Tuesday 7 February 2012

"Staunchly republican", but not democratic

Should anyone have expected The Age would get the facts right, when one of the paper's journalists wrote – another – condemning editorial on the Queen on her 60th Accession Day anniversary, you were wrong.

After a few nice words about the Queen’s life achievement, the guillotine blade fell: “All this a staunchly republican newspaper like The Age readily concedes. We acknowledge, too, that the enthusiasm for an Australian republic that was strong enough a decade ago to produce a clear majority in favour of change has diminished in recent years.” The Age admitted that “opinion polls now tend to show that support for a republic has dropped below 50per cent”. That's euphemism since the latest opinion poll gave the republicans 34 per cent, hardly a figure as The Age marked it as “not so far below that mark that it could not be reversed”.

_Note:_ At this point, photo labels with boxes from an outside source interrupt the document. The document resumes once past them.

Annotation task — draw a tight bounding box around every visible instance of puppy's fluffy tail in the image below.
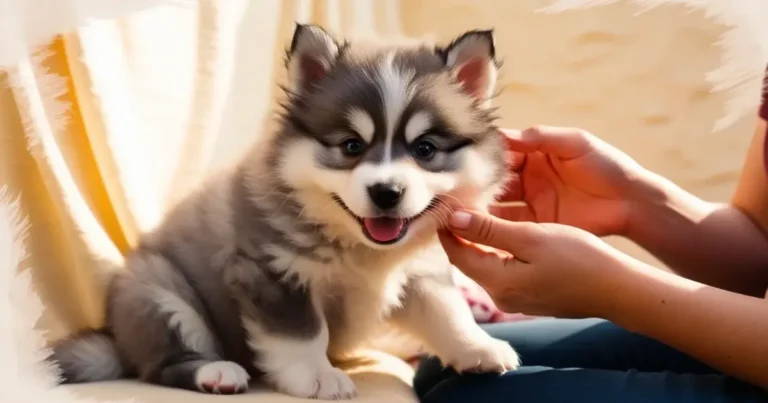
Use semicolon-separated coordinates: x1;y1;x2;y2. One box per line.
48;329;127;384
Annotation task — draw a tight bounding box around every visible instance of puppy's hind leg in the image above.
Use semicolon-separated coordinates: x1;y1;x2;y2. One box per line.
108;254;250;394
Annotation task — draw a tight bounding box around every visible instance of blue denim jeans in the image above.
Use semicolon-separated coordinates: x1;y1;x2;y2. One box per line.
414;319;768;403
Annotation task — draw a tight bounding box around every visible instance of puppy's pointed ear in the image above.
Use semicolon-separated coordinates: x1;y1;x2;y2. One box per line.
443;30;497;103
287;23;339;92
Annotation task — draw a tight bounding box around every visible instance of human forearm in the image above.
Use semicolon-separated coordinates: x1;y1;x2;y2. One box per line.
604;260;768;387
627;174;768;297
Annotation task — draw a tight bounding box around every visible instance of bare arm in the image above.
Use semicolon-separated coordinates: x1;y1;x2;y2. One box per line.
628;119;768;296
604;252;768;388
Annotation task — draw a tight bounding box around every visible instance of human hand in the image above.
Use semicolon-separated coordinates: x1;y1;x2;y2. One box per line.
439;211;631;318
500;126;648;236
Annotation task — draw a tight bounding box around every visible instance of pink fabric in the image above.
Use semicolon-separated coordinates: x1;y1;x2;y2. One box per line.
457;277;536;323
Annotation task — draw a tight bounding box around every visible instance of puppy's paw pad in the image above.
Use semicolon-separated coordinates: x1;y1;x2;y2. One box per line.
275;367;357;400
442;338;520;373
195;361;251;395
312;368;357;400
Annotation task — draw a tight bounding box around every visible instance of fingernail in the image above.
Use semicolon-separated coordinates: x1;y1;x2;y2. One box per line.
450;211;472;229
500;129;523;140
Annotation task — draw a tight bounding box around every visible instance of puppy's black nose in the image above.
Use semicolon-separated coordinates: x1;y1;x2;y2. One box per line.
368;183;405;210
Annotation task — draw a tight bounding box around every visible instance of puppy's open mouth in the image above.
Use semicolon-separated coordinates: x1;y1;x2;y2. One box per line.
332;195;437;245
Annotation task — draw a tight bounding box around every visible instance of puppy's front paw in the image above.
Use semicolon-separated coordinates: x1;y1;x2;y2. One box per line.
195;361;251;395
440;337;520;373
273;363;357;400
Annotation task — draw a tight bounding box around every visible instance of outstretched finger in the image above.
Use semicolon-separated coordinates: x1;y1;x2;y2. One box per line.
448;210;543;260
488;203;536;222
438;230;516;289
501;126;591;159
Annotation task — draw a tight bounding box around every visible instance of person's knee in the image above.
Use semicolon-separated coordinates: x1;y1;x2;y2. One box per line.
413;357;457;398
417;367;565;403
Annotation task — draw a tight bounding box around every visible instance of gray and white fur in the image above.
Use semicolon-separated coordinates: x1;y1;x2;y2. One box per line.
51;24;518;399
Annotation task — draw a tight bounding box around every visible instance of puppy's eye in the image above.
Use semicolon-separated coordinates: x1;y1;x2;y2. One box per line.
341;138;365;157
413;140;437;161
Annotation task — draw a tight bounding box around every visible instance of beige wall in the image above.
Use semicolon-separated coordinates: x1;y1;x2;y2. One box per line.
217;0;758;266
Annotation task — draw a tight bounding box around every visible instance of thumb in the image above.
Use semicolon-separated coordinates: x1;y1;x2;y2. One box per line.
501;126;592;159
448;210;543;260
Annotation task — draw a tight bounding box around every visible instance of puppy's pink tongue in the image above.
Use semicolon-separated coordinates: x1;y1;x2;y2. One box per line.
363;217;405;242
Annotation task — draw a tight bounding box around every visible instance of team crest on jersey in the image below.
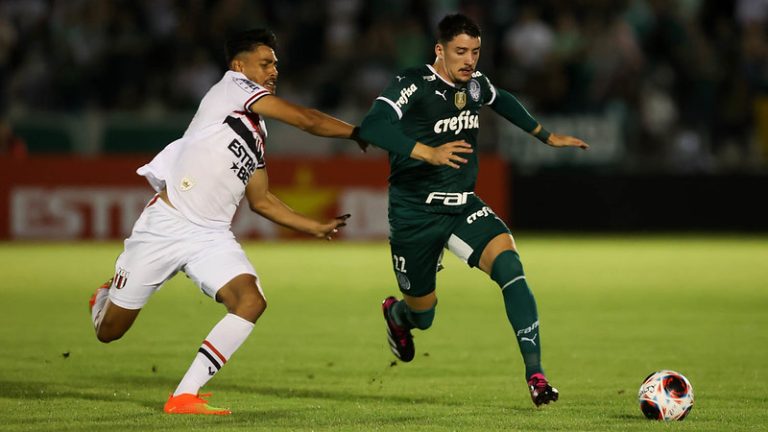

The Age repeats the republican myth, that 1999 referendum would have gone in their favour, had the republicans agreed on another model of a politicians’ republic: “The present crop of politicians also remember the scarring experience of the 1999 referendum, when the monarchy survived not because Australians wanted it but because republicans could not agree on a model of republican government. That experience, however, is but a cautionary tale. Next time, there should be a choice of models as well as a choice between the monarchy and the republic. And we should get on with it.” And what, if the majority of Australians still vote to retain the Monarchy? Will The Age (and the republicans) make peace with the Monarchy? Who else will they blame for another defeat next time, if another republican model will be rejected?

As “a staunchly republican newspaperThe Age will certainly advocate more referenda until the nation’s editorial headmasters will get what they have been hammering into the heads of the naughty Monarchist children.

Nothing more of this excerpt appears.